It seems to me you have a couple of options, here. Note that I'm primarily familiar with XNA 4.0 on the PC, so not all of these may be possible/performant in your case.
The Easy, Hacky Way
You don't appear to be using the color channel when drawing your sprites; this technique assumes that your example is representative of your real code.

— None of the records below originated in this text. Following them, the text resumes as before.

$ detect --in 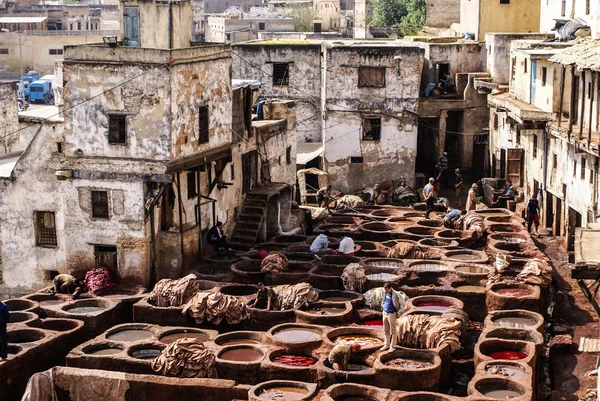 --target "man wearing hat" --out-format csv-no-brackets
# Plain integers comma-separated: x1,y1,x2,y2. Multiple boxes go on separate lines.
465,183,480,211
423,177,435,219
454,169,465,208
438,152,448,185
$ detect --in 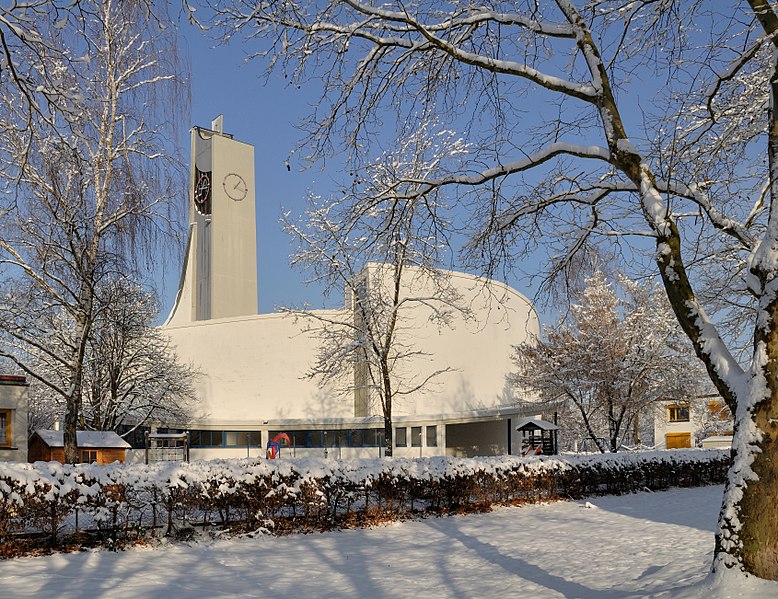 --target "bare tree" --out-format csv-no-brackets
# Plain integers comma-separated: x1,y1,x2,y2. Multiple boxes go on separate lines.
197,0,778,579
512,271,704,453
283,124,471,456
81,280,199,434
25,279,199,435
0,0,186,462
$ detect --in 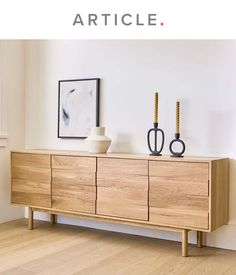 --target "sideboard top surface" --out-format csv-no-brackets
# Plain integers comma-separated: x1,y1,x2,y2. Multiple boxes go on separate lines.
11,149,225,162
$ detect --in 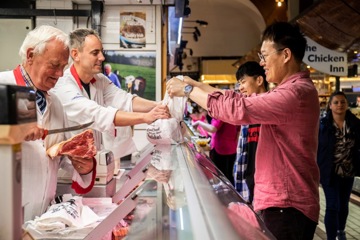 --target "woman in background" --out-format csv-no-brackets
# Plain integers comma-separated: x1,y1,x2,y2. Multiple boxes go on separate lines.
317,92,360,240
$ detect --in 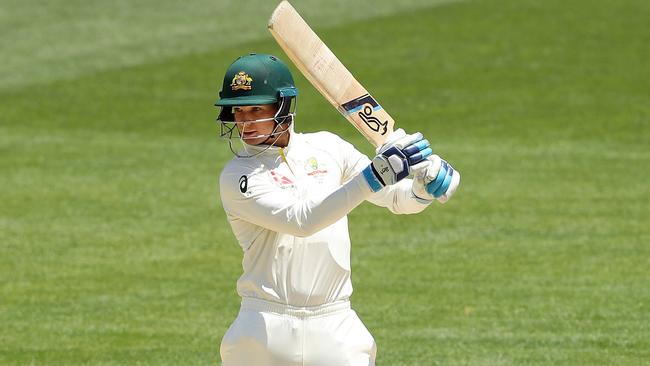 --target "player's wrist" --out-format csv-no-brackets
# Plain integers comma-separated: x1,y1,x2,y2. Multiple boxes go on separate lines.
361,164,386,192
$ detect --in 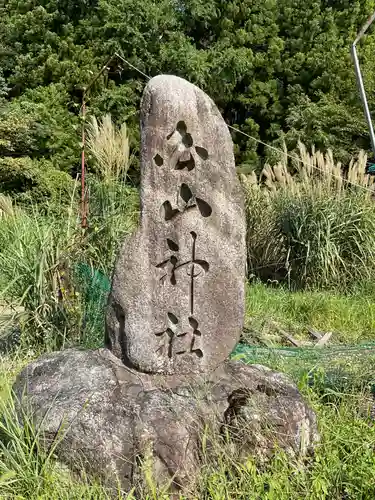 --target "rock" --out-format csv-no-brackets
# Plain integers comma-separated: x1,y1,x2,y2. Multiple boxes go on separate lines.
106,76,246,374
14,349,317,492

If you don't need the sprite color for tinting your sprites, you can hijack it as a way to pass per-sprite data into a custom vertex/pixel shader. For example, you could do this:
var shearX = MathHelper.ToRadians(33) / MathHelper.TwoPi;
var shearY = MathHelper.ToRadians(33) / MathHelper.TwoPi;
var color = new Color(shearX, shearY, 0f, 0f);
_spriteBatch.Draw(_texture, rectangle, color);
This represents the x- and y-shear values as factors of 2 * pi
stored in the red and green color channels, respectively.
Then you can create a custom vertex shader that retrieves these values and performs the shearing calculations on the fly. See Shawn Hargreaves's article here for information on how to do that.
Hybrid Approach
Another relatively straightforward possibility is to combine traditional sprite batching with your DrawUserIndexedPrimitives
code.
The key to good performance is to minimize state changes, so careful ordering of your sprites can go a long way. Organize your sprites such that you can draw all non-skewed sprites in a single pass using SpriteBatch
, then only use the slower DrawUserIndexedPrimitives
technique to draw the sprites that actually need it. This should significantly reduce the number of batches being sent to the GPU, assuming that most of the sprites in a given frame aren't skewed.
Batching + Custom Vertex Format
This is probably the best technique, but it also involves writing the most code. Not that any of it is particularly complex.
The way SpriteBatch
works internally is that it maintains a dynamic vertex buffer which is populated on the CPU and then drawn all in a single call. Shawn Hargreaves provides a high-level overview of how this sort of thing is done here.
The problem with extending your DrawUserIndexedPrimitives
to use this technique is that pesky world matrix; shaders don't really have a good way to attach a particular world matrix to a particular sprite (unless you're using hardware instancing, which I don't think your platform supports). So what can you do?
If you create a custom vertex format, you can attach shearing values to each vertex, and use those to perform the shearing in the vertex shader, as in the first technique. This will allow you to draw all of your game's sprites in a single call, which should be very fast.
You can find information on custom vertex declarations here.